Journalist Glenn Greenwald says he fears arrest in UK
Reporter who covered Edward Snowden’s NSA revelations says he won’t visit UK because he ‘doesn’t trust’ the authorities
Glenn Greenwald, the Pulitzer Prize winning journalist who worked on stories about Edward Snowden’s NSA revelations, says he is unwilling to visit the UK because he fears arrest and “doesn’t trust” the authorities there.
Greenwald, who lives in Rio, rose to fame after his scoop in the Guardian newspaper detailing how the U.S. National Security Agency was snooping on the lives of millions of Americans.
The journalist’s partner David Miranda was detained at Heathrow airport last August under the UK’s terrorism act, with officials claiming he was carrying 58,000 classified documents on a hard drive.
Greenwald now says he will not visit the UK, and has omitted the country from an upcoming book tour, the Guardian reported.
“I don’t trust them not to detain me, interrogate me and even arrest me.
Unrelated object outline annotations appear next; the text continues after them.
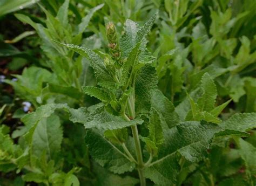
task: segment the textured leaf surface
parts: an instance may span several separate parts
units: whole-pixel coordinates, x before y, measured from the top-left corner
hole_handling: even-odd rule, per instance
[[[92,120],[85,123],[84,126],[85,128],[96,128],[106,130],[121,129],[143,122],[143,120],[139,119],[127,121],[121,116],[112,115],[105,111],[94,115]]]
[[[205,73],[201,80],[201,87],[204,93],[198,100],[198,104],[201,111],[210,112],[214,108],[217,97],[217,89],[214,81],[208,73]]]
[[[249,176],[254,176],[256,174],[256,147],[246,142],[241,138],[237,140],[239,147],[239,153],[245,162],[246,171]]]
[[[153,156],[158,153],[158,147],[164,142],[163,128],[159,115],[154,109],[151,110],[150,121],[147,125],[149,135],[147,137],[141,137],[147,146],[147,149]]]
[[[169,128],[174,127],[179,122],[179,116],[175,112],[174,106],[158,89],[156,89],[153,92],[151,106],[160,114],[161,120]]]
[[[180,170],[177,153],[191,162],[200,161],[206,155],[215,131],[215,125],[197,121],[183,122],[165,131],[165,142],[159,149],[158,159],[145,169],[145,176],[160,185],[175,184]]]
[[[96,164],[93,166],[93,169],[97,173],[97,185],[98,186],[134,186],[139,183],[138,179],[114,175]]]
[[[44,151],[50,157],[60,150],[63,130],[59,118],[51,115],[37,124],[32,136],[32,153],[40,157]]]
[[[85,94],[96,98],[102,102],[111,101],[109,94],[100,88],[90,86],[83,86],[82,88]]]
[[[111,171],[122,174],[135,168],[134,163],[129,161],[119,149],[114,147],[96,130],[87,130],[85,142],[93,159]]]
[[[89,59],[99,85],[108,88],[115,87],[114,79],[109,74],[99,55],[91,50],[82,46],[69,44],[60,44]]]
[[[158,78],[154,67],[146,65],[139,71],[135,82],[136,112],[150,110],[151,95],[157,88]]]
[[[235,114],[220,124],[224,129],[246,132],[256,128],[256,113]]]

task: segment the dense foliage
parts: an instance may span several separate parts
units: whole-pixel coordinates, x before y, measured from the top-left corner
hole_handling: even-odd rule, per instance
[[[255,185],[255,9],[1,1],[0,185]]]

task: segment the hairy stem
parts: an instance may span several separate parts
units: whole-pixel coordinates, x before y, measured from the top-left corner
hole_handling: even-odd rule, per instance
[[[128,99],[128,102],[127,104],[127,110],[130,118],[134,119],[136,116],[134,106],[134,99],[133,94],[132,94]],[[136,156],[138,163],[137,169],[138,172],[139,173],[139,180],[140,181],[140,186],[145,186],[146,179],[143,175],[143,172],[142,170],[143,168],[144,167],[144,164],[143,163],[143,158],[142,156],[140,142],[139,141],[139,133],[138,132],[137,125],[131,126],[131,127],[132,128],[132,136],[133,136],[133,139],[134,140],[135,148],[136,151]]]

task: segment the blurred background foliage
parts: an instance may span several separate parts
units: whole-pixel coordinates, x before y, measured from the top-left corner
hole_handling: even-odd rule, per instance
[[[254,0],[1,1],[0,142],[5,139],[10,143],[0,147],[10,149],[0,149],[0,184],[69,185],[69,177],[73,185],[78,180],[81,185],[104,185],[106,176],[100,177],[97,171],[124,179],[110,176],[90,162],[83,126],[72,125],[58,111],[61,117],[51,116],[48,122],[62,126],[57,152],[62,156],[52,155],[49,160],[42,151],[29,160],[33,166],[24,166],[29,161],[24,160],[27,144],[21,136],[27,131],[20,118],[26,112],[46,104],[65,103],[77,108],[98,101],[81,89],[96,85],[89,61],[53,40],[100,53],[107,50],[107,22],[113,22],[122,33],[127,19],[142,24],[158,12],[147,47],[156,58],[159,89],[178,112],[188,112],[187,95],[197,101],[200,79],[207,72],[216,84],[217,104],[231,99],[220,115],[225,120],[235,113],[256,112],[255,10]],[[181,119],[186,120],[185,116]],[[242,181],[248,174],[244,166],[248,160],[240,152],[246,148],[255,152],[255,134],[252,130],[244,139],[247,143],[231,140],[214,146],[199,169],[181,173],[180,182],[184,185],[236,185],[235,182],[251,185]],[[6,160],[4,153],[12,157]],[[255,163],[255,157],[252,161]],[[252,168],[255,173],[255,167]]]

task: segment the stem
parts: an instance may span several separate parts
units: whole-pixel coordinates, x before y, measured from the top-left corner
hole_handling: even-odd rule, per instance
[[[150,164],[150,163],[151,163],[152,159],[153,159],[153,156],[152,155],[152,154],[150,153],[150,156],[149,159],[149,160],[147,160],[146,163],[144,164],[144,167],[147,167],[149,164]]]
[[[135,147],[136,150],[137,159],[138,161],[138,172],[139,173],[140,186],[146,185],[146,179],[143,175],[142,169],[144,168],[143,159],[142,158],[142,148],[139,138],[139,133],[136,125],[131,127],[132,128],[132,135],[134,140]]]
[[[128,155],[128,156],[129,156],[129,157],[133,161],[134,161],[135,163],[138,163],[136,161],[136,160],[135,160],[135,159],[134,159],[133,156],[132,156],[132,155],[131,154],[131,153],[130,153],[130,151],[129,150],[128,150],[128,149],[126,147],[126,146],[125,145],[125,144],[124,143],[123,143],[122,144],[122,146],[123,147],[123,148],[124,149],[124,151],[125,151],[125,153],[126,153],[127,155]]]

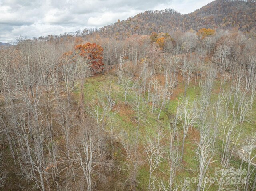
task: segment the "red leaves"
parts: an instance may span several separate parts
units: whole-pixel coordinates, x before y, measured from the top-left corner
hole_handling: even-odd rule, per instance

Their behavior has been so extreme and offensive, and the political and media class was so supportive of it, that I feel uncomfortable with the entire atmosphere,” Greenwald told the newspaper.
The new book ‘No Place to Hide’, which details the emergence of the NSA story, is published on 13 May. Greenwald, having quit his post at the Guardian, now works for a new media organization called the Intercept, which is funded by billionaire eBay founder Pierre Omidyar.